—Ça, c'est un fait! murmurèrent les apprenties autour de la table ronde.

Mademoiselle Célénie rétablit le silence en frappant le parquet avec son aune.

—Héloïse, ma fille, s'écria-t-elle d'une voix sévère, je vous ai déjà dit que vous étiez trop prompte à juger votre prochain!… Votre histoire est étrange, j'en conviens, mais qui n'entend qu'une cloche n'entend qu'un son, et, pour se prononcer, il faut attendre les explications de mademoiselle de Mauprié… D'ici là, Mesdemoiselles, je désire qu'on garde le silence, et je renverrai la première péronnelle dont la mauvaise langue tournera de travers!

Cette menace énergique mit un terme aux bavardages, mais n'empêcha nullement toutes ces cervelles féminines de travailler. Quand, le surlendemain, Gertrude entra dans l'atelier, tous les yeux épièrent ses moindres gestes. Les fillettes de la table ronde échangèrent des coups de coude significatifs et commentèrent en chuchotant la pâleur et l'air fatigué de la voyageuse. L'accueil fait à la jeune fille était trop froid pour qu'elle ne le remarquât pas; il était si différent de celui qu'elle avait reçu jadis à son arrivée dans ce même atelier!

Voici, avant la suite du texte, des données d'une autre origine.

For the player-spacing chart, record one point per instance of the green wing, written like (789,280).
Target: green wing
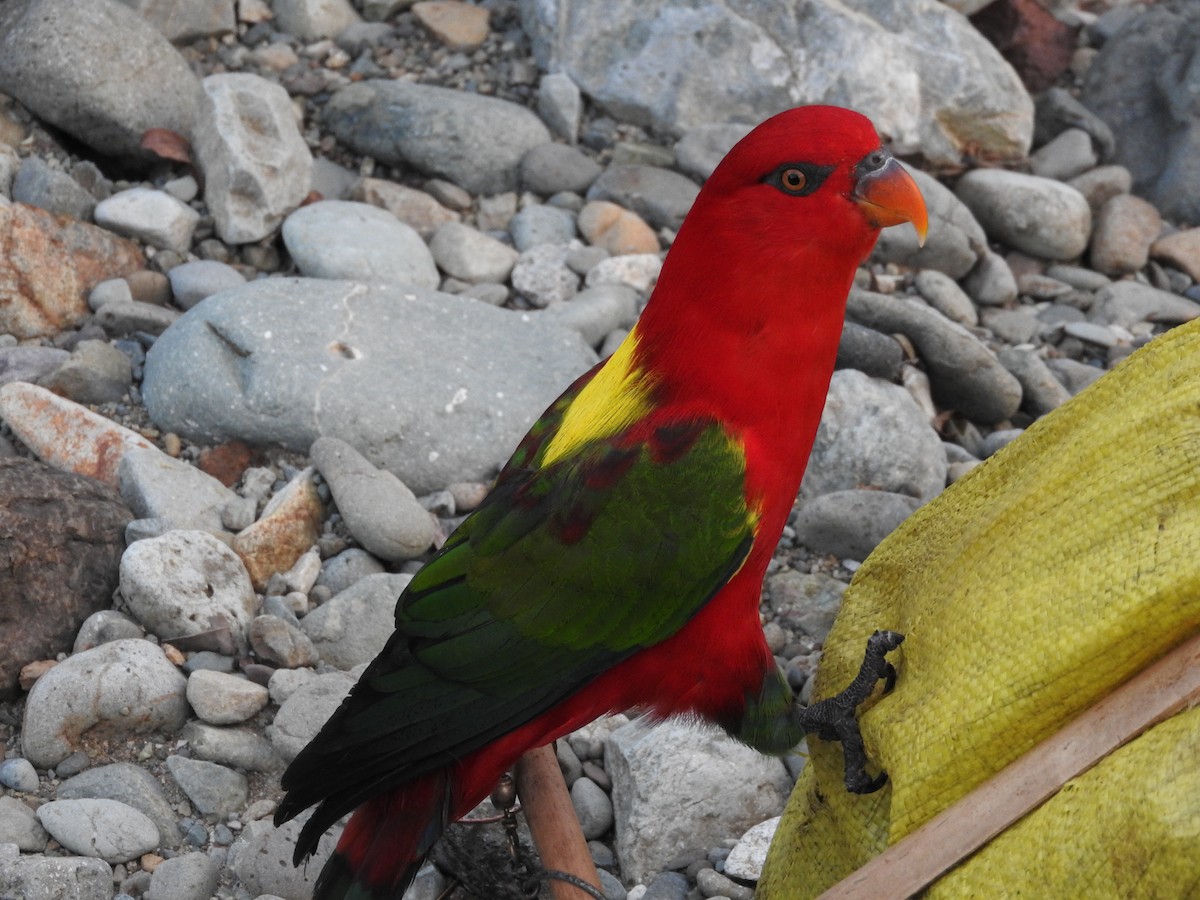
(563,571)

Le poêle de faïence bourdonnait pourtant encore comme autrefois, comme autrefois un clair soleil d'hiver, se glissant à travers les rideaux de mousseline, faisait miroiter les panneaux des armoires et chatoyer les vives couleurs des rubans et des fleurs artificielles; seules, les figures penchées au-dessus des têtes de carton ne se déridaient pas. Toutes les bouches étaient pincées et tous les yeux baissés. Mademoiselle Hortense ne se leva pas pour baiser au front la nouvelle arrivante; mademoiselle Célénie demeura muette et sembla plus occupée que jamais à tailler des patrons de robe. Gertrude alla se débarrasser de son costume de voyage, et lorsque, après quelques instants passés dans sa chambre, elle reprit sa place près de l'estrade d'Héloïse, celle-ci, rassemblant précipitamment ses ciseaux, ses rubans et sa boîte à ouvrage, recula sa chaise et ramena les plis de sa jupe, comme si elle eût craint le contact d'une pestiférée.

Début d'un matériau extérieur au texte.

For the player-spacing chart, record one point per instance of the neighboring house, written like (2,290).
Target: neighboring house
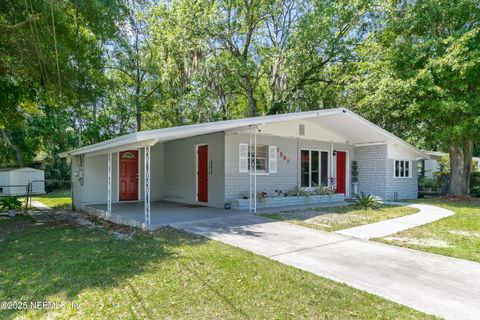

Cependant Héloïse était démangée de l'envie de parler; il lui tardait de prendre sa revanche, de confondre sa rivale par une parole bien sentie et de lui prouver qu'elle n'était pas dupe. Dès qu'elle vit Gertrude installée, elle profita du plus beau moment de silence, et d'une voix ironiquement mordante:

—J'espère, dit-elle très haut, que vous avez fait un bon voyage, mademoiselle… Comment se porte votre cousin?…

—Héloïse! interrompit mademoiselle Célénie.

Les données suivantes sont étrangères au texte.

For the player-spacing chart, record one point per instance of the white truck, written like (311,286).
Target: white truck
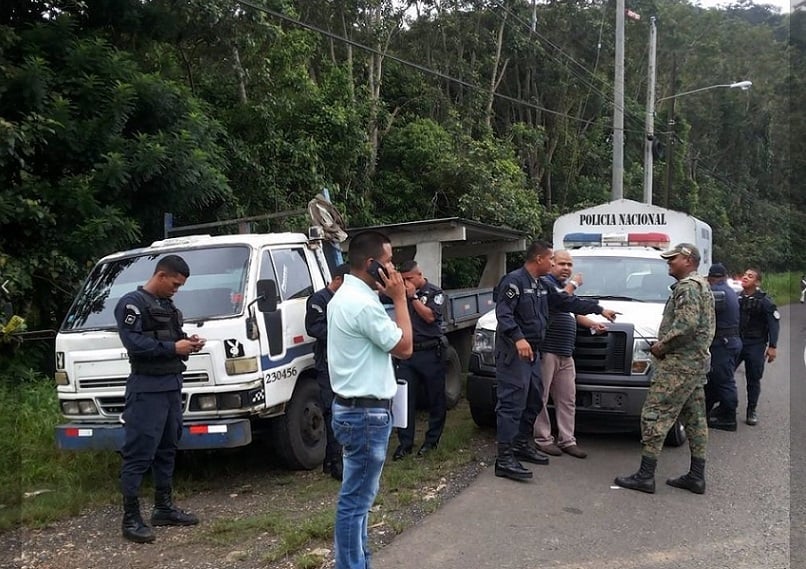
(246,295)
(616,246)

Jamais l'organe viril de mademoiselle Pêche cadette n'avait encore donné un volume de son aussi formidable. Ce fut comme un coup de tonnerre. La grande Héloïse obéit à cette foudroyante injonction et se renferma de nouveau dans un superbe silence. Quant à Gertrude, aussi étonnée de la colère de mademoiselle Pêche que de l'ironie de sa voisine, elle rougit et promena autour d'elle ses beaux yeux surpris. Mais tous les regards semblaient éviter les siens, et toutes les têtes se penchaient plus attentivement sur les coiffures et les nœuds de ruban. Un silence profond régna dans l'atelier. Consternée et ne comprenant rien à ces façons étranges, Gertrude essayait en vain de se remettre à la besogne; ces démonstrations inexplicables l'avaient frappée au cœur. Ses mains tremblaient, et elle parvenait à grand'peine à enfoncer son aiguille dans la soie. Deux mortelles heures se passèrent ainsi, puis midi sonna. Héloïse descendit majestueusement de son estrade, les apprenties déposèrent leur ouvrage et toutes s'en allèrent dîner. Gertrude, restée seule avec les demoiselles Pêche, se leva à son tour, et ses yeux, où roulaient des larmes, interrogèrent les deux vieilles filles qui se tenaient devant elle et se regardaient d'un air grave.

Le moment d'une explication était venu.

—Mademoiselle,… commença solennellement Hortense Pêche en quittant ses lunettes; mais elle fut interrompue par son impétueuse sœur.